Anyhow, looking at the Azure SLA, I don't see any guarantee of bandwidth. At all.
What I do have is a file upload speed comparison:
Local server to local server = 150 Mpbs
Local server to Google drive – 120 Mbps
Local server to Azure server – 32 Mbps
Why can I upload to Google drive 4 time faster?
Ivan
Ivan
Thursday, January 30, 2014 10:44 PM
Hi Susie,
I'm using shared folders in Azure VMs connected through an Azure VPN gateway to our Cisco firewall to our local network.
I'm getting 5 MB /sec which takes a 18 GB file an hour to transfer from a local share to an azure share.
I will checkout the Azure Throughput Analyzer tool.
Thanks,
Ivan
Ivan
Monday, February 3, 2014 2:34 AM
Hi,
Anything updates?
If you need further assistance, please feel free to let us know.
Best regards,
Susie
Thursday, March 6, 2014 6:39 PM
Hi Folks,
After a number of conversations with University Network Service and Microsoft Azure support and running a number of file transfer speed tests using 10 GB VHD files, I've made the following observations:
Upload speeds from our Data Center to Azure vary from 24 – 97 Mbps. Transfer speeds from Azure to Azure VMs vary from 85 – 97 Mbps.

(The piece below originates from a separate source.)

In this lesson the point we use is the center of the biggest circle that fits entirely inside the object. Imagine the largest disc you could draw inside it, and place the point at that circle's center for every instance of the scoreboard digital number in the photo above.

Azure has no guarantee of file transfer speed and neither does University Network Services.
The representative from University Network Services said: “Our connections to the internet are 1Gps and 650Mbs. After that it is pretty much out of our hands.”
Microsoft Azure Support said: “Windows Azure Platform does not provide any bandwidth guarantees to VMs over the network – neither to the Internet nor to the other VMs in the same datacenter”
The conclusion I've reached is: our choice in this matter is “take it or leave it.”
If we cannot work within these bandwidth constraints we’ll have to explore other options.